I interpret this as implying that an MTLRenderCommandEncoder does not need explicit synchronization with a previous MTLBlitCommandEncoder if they are both in the same command buffer and occur one after the other.

However, Apple's own sample code appears to contradict that. In Image Filter Graph with Heaps and Fences, it is shown that an MTLFence is required to synchronize access to a texture that is being used first in an MTLBitCommandEncoder followed by two sequential MTLComputeCommandEncoder calls. (One for the horizontal blur and a second for the vertical blur.)

See:
AAPLFilter.m (L:199)
AAPLRenderer.m (L:413)

These command encoders are being executed within the same command buffer. Why does the first MTLComputeCommandEncoder need to explicitly wait for the blit to finish and why does the second compute encoder need to wait for the first compute encoder if, as quoted above, "All resource writes performed in a given command encoder are visible in the next command encoder."?

Pseudo Sample Code:

- (void)drawInMTKView:(nonnull MTKView *)view {

  id <MTLCommandBuffer> commandBuffer = [_commandQueue commandBuffer];

  id<MTLTexture> masterTexture = self.masterTexture;
  id<MTLTexture> incomingTexture = [self dequeueRenderedTextureIfPresent];

  id<MTLBlitCommandEncoder> blitEncoder = commandBuffer.blitCommandEncoder;
  [blitEncoder copyFromTexture:incomingTexture ... toTexture:masterTexture];
  [blitEncoder endEncoding];

  id <MTLRenderCommandEncoder> renderEncoder = [commandBuffer renderCommandEncoderWithDescriptor];

  // Is synchronization with the blit encoder required here? 
  // 
  // The fragment shader is going to sample from masterTexture and will
  // expect that the blit command above will have been completed.

  [renderEncoder setFragmentTexture:masterTexture atIndex:0];

  [renderEncoder drawPrimitives:...];
  [commandBuffer commit];
}

In the pseudo code above, does the render command encoder have to explicitly wait for the blit command encoder to finish? In the answer to my previous question, I'm lead to believe that the answer is "No". But looking at Apple's Sample Code for using fences and events, I'm lead to believe that the answer is "Yes".

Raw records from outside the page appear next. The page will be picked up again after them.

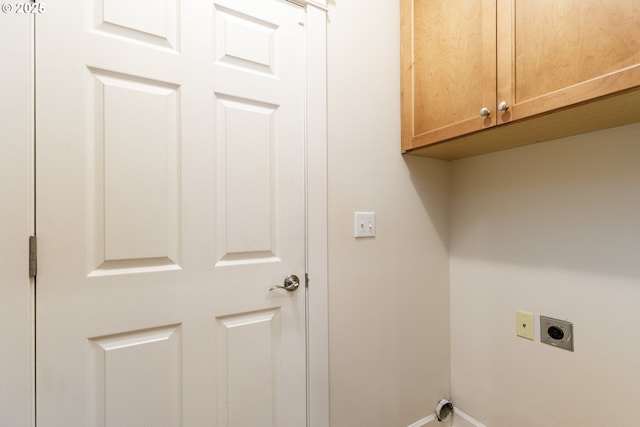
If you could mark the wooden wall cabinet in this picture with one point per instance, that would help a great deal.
(558, 67)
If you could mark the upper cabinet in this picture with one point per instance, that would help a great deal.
(480, 76)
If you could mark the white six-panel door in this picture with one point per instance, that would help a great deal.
(170, 199)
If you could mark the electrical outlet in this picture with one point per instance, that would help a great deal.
(556, 332)
(524, 324)
(365, 224)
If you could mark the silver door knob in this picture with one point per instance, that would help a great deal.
(290, 284)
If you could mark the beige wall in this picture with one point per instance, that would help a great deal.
(389, 296)
(553, 229)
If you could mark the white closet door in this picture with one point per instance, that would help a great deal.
(170, 199)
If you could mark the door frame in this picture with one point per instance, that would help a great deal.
(316, 208)
(317, 217)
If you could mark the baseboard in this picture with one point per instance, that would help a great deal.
(427, 421)
(462, 419)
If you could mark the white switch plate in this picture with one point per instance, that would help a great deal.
(365, 224)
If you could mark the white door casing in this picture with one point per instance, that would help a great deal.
(170, 153)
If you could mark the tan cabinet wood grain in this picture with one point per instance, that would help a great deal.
(554, 63)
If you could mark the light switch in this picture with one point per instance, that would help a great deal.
(524, 324)
(365, 224)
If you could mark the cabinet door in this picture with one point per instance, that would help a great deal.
(557, 53)
(448, 69)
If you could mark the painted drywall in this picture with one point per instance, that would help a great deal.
(388, 295)
(553, 229)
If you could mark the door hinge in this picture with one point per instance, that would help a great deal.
(33, 256)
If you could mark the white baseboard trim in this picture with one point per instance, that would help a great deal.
(462, 419)
(425, 421)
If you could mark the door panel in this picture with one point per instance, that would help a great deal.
(170, 200)
(16, 224)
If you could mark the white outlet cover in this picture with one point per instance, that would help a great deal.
(365, 224)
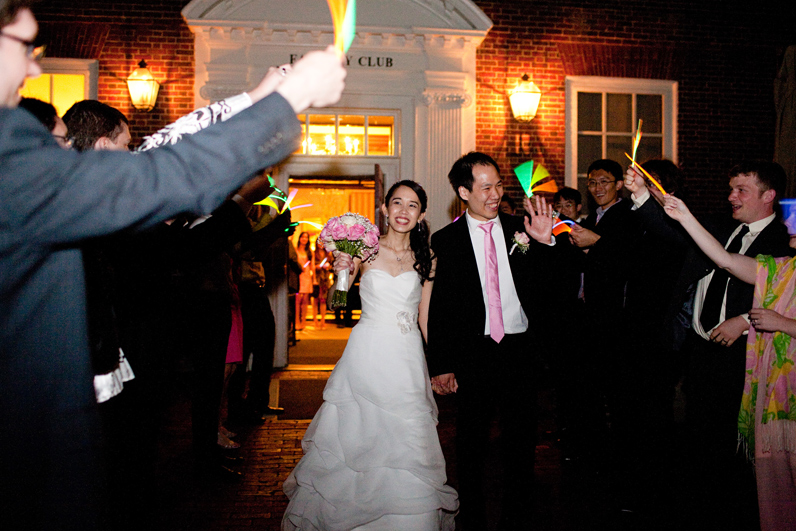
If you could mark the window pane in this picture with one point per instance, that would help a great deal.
(590, 148)
(649, 108)
(322, 135)
(351, 134)
(620, 113)
(590, 111)
(616, 148)
(38, 88)
(380, 135)
(650, 147)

If synchronization is not required, then what is different between this pseudo-code and Apple's sample code?

Edit #1:

Thanks to Ken's answer below, I quickly found a relevant thread on Apple's Developer Forum that covers this exact issue.

Apple Developer Forum: MTLFence detailed behaviour?

As Ken correctly points out, the key detail to understand is the difference between a tracked texture and an untracked texture.


Solution

  • This manual synchronization is only needed for resources that Metal doesn't automatically track. Resources allocated from MTLHeaps are not automatically tracked. Resources explicitly created with the MTLResourceHazardTrackingModeUntracked option are also untracked.

    From the overview of the Image Filter Graph with Heaps and Fences sample you linked, under Optimize Resource Allocation and Performance:

    When resources are allocated from a device, Metal creates and tracks additional state to ensure that the resource memory is allocated, synchronized, and made available throughout the lifetime of any command buffer that needs the given resource. It does so even if the resource itself is destroyed before the command buffer begins execution.

    Although Metal also carries out this process for heaps, it doesn’t do so for resources within the heap. Instead, the app must perform explicit fine-grained synchronization when it creates objects from the heap and reuses memory.

    The pseudo-code in your question would only need explicit synchronization if the resources are untracked.